Patients’ characteristics

From July 2018 to September 2021, 52 patients fulfilled the criteria of this retrospective study and were included in the analysis; of them, 38 were administered rifaximin for gut decontamination. Among all patients, the median number of days to starting CBP infusion was day 0 (range, –7 to 7). A total of 57 routinely monitored MPA C0 measurements were collected before CBP treatment. In addition, 76 samples for MPA C0 were obtained at a median of day 7 (range, 1–19) after CBP initiation. For each patient, the mean MPA C0 from multiple measurements was calculated for each time period separately and used for the analysis.
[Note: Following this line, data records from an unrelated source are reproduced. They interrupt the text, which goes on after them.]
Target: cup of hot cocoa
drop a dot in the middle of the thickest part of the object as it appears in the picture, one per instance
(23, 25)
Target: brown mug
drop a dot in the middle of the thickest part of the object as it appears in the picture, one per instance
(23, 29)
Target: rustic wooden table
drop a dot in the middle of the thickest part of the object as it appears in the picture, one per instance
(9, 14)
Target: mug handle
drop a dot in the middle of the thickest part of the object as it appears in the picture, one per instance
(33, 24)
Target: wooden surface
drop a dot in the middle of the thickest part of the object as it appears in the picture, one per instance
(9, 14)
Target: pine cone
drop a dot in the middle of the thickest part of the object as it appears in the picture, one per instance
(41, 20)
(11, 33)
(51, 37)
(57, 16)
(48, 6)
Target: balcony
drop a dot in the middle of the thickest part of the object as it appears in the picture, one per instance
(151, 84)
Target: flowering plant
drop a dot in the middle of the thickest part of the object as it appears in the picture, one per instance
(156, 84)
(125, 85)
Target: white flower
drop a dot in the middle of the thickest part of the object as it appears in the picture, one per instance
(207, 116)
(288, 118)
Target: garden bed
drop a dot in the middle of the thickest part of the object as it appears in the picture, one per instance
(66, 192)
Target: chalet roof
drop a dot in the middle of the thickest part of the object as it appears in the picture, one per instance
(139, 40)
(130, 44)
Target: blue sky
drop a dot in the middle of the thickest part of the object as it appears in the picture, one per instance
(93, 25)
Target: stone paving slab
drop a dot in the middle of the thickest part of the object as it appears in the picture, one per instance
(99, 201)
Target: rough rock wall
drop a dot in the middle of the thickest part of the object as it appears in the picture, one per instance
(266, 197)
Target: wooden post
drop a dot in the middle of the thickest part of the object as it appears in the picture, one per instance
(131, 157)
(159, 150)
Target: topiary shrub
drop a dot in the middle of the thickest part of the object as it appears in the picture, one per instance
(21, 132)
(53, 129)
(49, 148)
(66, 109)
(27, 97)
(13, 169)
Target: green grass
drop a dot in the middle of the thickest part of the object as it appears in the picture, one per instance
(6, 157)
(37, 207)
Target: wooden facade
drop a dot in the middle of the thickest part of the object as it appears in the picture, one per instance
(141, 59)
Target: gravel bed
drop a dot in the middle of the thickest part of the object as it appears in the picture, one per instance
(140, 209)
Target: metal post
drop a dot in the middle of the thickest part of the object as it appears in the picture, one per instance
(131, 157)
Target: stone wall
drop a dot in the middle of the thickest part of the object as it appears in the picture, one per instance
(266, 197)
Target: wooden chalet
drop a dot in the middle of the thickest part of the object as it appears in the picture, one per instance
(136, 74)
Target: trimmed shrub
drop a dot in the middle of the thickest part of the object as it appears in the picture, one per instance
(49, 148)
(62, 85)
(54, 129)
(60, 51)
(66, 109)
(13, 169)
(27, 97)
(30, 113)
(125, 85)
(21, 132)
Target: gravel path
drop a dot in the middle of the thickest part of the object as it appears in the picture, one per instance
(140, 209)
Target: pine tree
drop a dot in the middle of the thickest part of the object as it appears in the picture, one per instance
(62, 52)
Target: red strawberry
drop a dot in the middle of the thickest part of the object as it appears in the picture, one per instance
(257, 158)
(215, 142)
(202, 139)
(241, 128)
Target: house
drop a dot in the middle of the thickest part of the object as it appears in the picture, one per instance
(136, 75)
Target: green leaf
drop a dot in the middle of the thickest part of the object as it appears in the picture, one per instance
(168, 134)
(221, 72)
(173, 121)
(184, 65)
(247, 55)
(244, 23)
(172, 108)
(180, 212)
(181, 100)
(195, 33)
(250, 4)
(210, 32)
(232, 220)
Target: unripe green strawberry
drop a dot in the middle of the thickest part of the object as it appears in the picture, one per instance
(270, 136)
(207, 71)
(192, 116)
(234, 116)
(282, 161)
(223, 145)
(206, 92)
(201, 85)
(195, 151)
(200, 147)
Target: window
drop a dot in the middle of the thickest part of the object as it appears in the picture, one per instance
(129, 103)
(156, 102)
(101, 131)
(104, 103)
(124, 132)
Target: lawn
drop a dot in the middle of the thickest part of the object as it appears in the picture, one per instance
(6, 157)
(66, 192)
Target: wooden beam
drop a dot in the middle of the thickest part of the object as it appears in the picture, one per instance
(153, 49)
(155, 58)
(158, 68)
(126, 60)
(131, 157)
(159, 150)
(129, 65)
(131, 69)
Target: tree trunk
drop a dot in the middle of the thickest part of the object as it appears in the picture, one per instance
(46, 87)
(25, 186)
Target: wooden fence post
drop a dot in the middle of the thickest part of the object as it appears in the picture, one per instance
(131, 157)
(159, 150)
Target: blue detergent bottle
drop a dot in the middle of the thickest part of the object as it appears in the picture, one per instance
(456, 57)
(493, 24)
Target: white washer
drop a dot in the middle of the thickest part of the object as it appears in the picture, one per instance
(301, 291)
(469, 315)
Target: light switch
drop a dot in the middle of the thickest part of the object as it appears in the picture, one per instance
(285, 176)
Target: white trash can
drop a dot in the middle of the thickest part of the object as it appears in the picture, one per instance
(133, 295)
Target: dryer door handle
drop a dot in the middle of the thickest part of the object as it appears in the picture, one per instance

The patients’ characteristics are summarized in Table 2. The median age and weight were 34.5 (range, 9–56) years and 61.50 (range, 36.60–97.36) kg, respectively. Most of the patients underwent HSCT for the treatment of hematologic malignancies, with the exception of 4 patients who had aplastic anemia, 1 patient who had Fanconi anemia and 1 patient who had paroxysmal nocturnal hemoglobinuria. Transplants were from a family HLA-haploidentical donor for 51 patients and a 10/10 HLA-matched unrelated donor for 1 patient. During the course of therapy, serum creatinine did not increase abnormally in any of the 52 patients, and the overall median Cr-R was 0.49 (range, 0.30–0.85). Aminotransferase levels more than 1.5-fold of the upper limit of normal only occurred in 5 patients. The median ALT-R and AST-R were 0.34 (range, 0.07–3.01) and 0.31 (range, 0.13–1.52), respectively.

Table 2

Patients characteristics (N=52)

Characteristic N %
Sex
   Male 32 61.54
   Female 20 38.46
Age, years
   ≤18 10 19.23
   19–29 10 19.23
   30–39 10 19.23
   40–49 12 23.08
   50–59 10 19.23
Weight, kg
   ≤70 38 73.08
   >70 14 26.92
Disease
   ALL 16 30.77
   AML 16 30.77
   MDS 9 17.31
   AA 4 7.69
   Other 7 13.46
Carbapenem antibiotic
   Meropenem 46 88.46
   Imipenem 6 11.54

ALL, acute lymphoblastic leukemia; AML, acute myelogenous leukemia; MDS, myelodysplastic syndrome; AA, aplastic anemia.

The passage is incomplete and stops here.